Alanna N Gillespie1,2, Richard Saffery3,4, Andrew J Daley4,5, Gregory Waller5, Bowon Kim3, Melissa Wake1,4, Anna Czajko3 and Valerie Sung1,2,4*

1Prevention Innovation, Murdoch Children’s Research Institute, Parkville, VIC, Australia
2Centre for Community Child Health, The Royal Children’s Hospital, Parkville, VIC, Australia
3Molecular Immunity, Murdoch Children’s Research Institute, Parkville, VIC, Australia
4Department of Paediatrics, The University of Melbourne, Parkville, VIC, Australia
5Department of Microbiology, The Royal Children’s Hospital, Parkville, VIC, Australia

*Address for Correspondence: Valerie Sung, Associate Professor, Prevention Innovation, Murdoch Children’s Research Institute, Centre for Community Child Health, The Royal Children’s Hospital, Department of Paediatrics, The University of Melbourne Parkville, 50 Flemington Road, Parkville, VIC, 3052, Australia, Email: valerie.sung@rch.org.au

Targeted screening for Cytomegalovirus (CMV) in Deaf and Hard of Hearing (DHH) children is now internationally recommended. With newborn genomic screening for DHH children a future possibility, the commercially-available human genomic DNA collection kit (ORACollect, Oragene OCR-100) could enable one single sample to screen for CMV and genetic causes of deafness at scale with minimal additional costs. Our pilot study validated ORACollect against Copan FLOQswabs® (gold standard clinical procedure) for detecting CMV using 15 sets of saliva samples from 14 infants/children, comparing CMV PCR results using different testing protocols. ORACollect stored at room temperature had high sensitivity (up to 89%), specificity (up to 80%) and percent agreement (up to 86%) in detecting CMV DNA compared to FLOQswabs®. This suggests that ORACollect is an appropriate alternative to FLOQswabs® for collecting viral CMV DNA for PCR testing, independent of the DNA extraction approach. This could be revolutionary in facilitating dual genomic and viral screening in newborns and would enable CMV screening in non-tertiary hospital settings where laboratory facilities are not available.

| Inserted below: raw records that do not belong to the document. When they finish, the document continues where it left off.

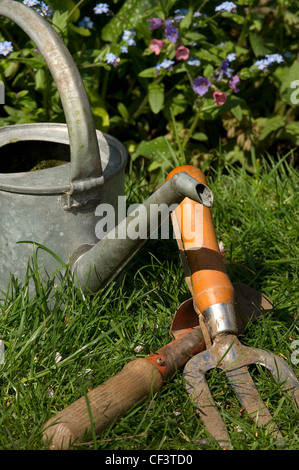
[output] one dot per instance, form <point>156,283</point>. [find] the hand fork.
<point>213,296</point>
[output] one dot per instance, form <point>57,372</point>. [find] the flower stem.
<point>191,130</point>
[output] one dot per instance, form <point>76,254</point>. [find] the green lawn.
<point>257,218</point>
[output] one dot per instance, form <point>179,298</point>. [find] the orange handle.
<point>210,282</point>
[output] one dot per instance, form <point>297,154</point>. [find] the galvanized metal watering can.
<point>55,207</point>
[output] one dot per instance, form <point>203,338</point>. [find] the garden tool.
<point>143,377</point>
<point>213,296</point>
<point>54,210</point>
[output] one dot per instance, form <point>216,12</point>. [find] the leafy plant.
<point>174,82</point>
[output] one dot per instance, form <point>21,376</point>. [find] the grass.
<point>256,217</point>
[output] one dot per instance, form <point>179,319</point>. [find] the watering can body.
<point>55,208</point>
<point>35,206</point>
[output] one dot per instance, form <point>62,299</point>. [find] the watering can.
<point>56,207</point>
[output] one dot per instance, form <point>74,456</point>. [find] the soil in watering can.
<point>32,155</point>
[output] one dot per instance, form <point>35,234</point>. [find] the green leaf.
<point>156,96</point>
<point>129,15</point>
<point>288,88</point>
<point>211,111</point>
<point>148,73</point>
<point>123,110</point>
<point>290,132</point>
<point>185,23</point>
<point>59,21</point>
<point>258,46</point>
<point>272,124</point>
<point>157,149</point>
<point>237,112</point>
<point>101,117</point>
<point>40,79</point>
<point>81,31</point>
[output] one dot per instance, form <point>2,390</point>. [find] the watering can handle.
<point>210,282</point>
<point>85,154</point>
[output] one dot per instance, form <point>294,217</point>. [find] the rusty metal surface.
<point>229,355</point>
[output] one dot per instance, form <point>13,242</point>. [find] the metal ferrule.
<point>220,318</point>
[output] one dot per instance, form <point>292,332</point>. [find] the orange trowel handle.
<point>210,282</point>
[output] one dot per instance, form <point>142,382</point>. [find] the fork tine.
<point>250,399</point>
<point>201,397</point>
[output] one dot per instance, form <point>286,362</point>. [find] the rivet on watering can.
<point>160,361</point>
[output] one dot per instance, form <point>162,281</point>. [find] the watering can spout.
<point>97,267</point>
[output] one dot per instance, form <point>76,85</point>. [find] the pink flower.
<point>219,97</point>
<point>222,249</point>
<point>155,23</point>
<point>182,53</point>
<point>234,82</point>
<point>156,45</point>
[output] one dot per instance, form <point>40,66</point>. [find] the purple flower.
<point>6,47</point>
<point>171,32</point>
<point>227,6</point>
<point>234,81</point>
<point>112,59</point>
<point>155,23</point>
<point>201,85</point>
<point>44,9</point>
<point>224,67</point>
<point>231,57</point>
<point>101,8</point>
<point>85,23</point>
<point>166,64</point>
<point>31,3</point>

Congenital Cytomegalovirus (CMV) is the most common infectious cause of child hearing loss [1] and developmental disabilities, such as cerebral palsy [2]. Early targeted screening of CMV in newborn saliva is now recommended internationally [3]. CMV DNA is traditionally isolated from saliva collected using Copan FLOQswabs® and analysed by Polymerase Chain Reaction (PCR) [4]. This process provides accurate clinical results but is difficult to implement in non-tertiary settings without infrastructure for immediate sample processing. While dedicated preservative systems for viral DNA are commercially available, these are distinct from systems designed for the isolation and genotyping of human genomic DNA. With the future possibility of newborn genomic screening, the ORACollect (DNA Genotek, Oragene OCR-100), normally designed to collect human genomic DNA and which can be stored at room temperature for up to two months for later testing [5], could be streamlined for screening CMV at scale with minimal additional costs and no additional collection processes. However, whether ORAcollect can detect viral CMV DNA is unknown. In this pilot study at the Royal Children’s Hospital (RCH), Victoria, Australia, we aimed to determine the sensitivity, specificity, percent agreement and Cohen’s kappa of CMV DNA detection using saliva collected by the ORACollect, compared to the gold standard FLOQswabs®.

The RCH Electronic Medical Records (EPIC) and the Department of Microbiology’s Laboratory Information System (Medipath) databases were audited during July-August 2021 to identify newborns/children under 18 years old who had either: 1) tested positive for CMV on blood/urine/saliva, or 2) attended an RCH clinic for an appointment. This approach aimed to recruit newborns/children with saliva samples that were likely positive or likely negative for CMV. Families of eligible newborns/children were approached via their treating clinicians who obtained parental consent to be contacted by the study team. The study team contacted interested families to describe the study and obtain consent. Participating parents signed a consent form, and saliva was collected from their child (by the research assistant or the parent following verbal/written guidance) by rubbing each of the four swabs over their child’s gums against each side of their mouth 10 times, without touching the teeth [6].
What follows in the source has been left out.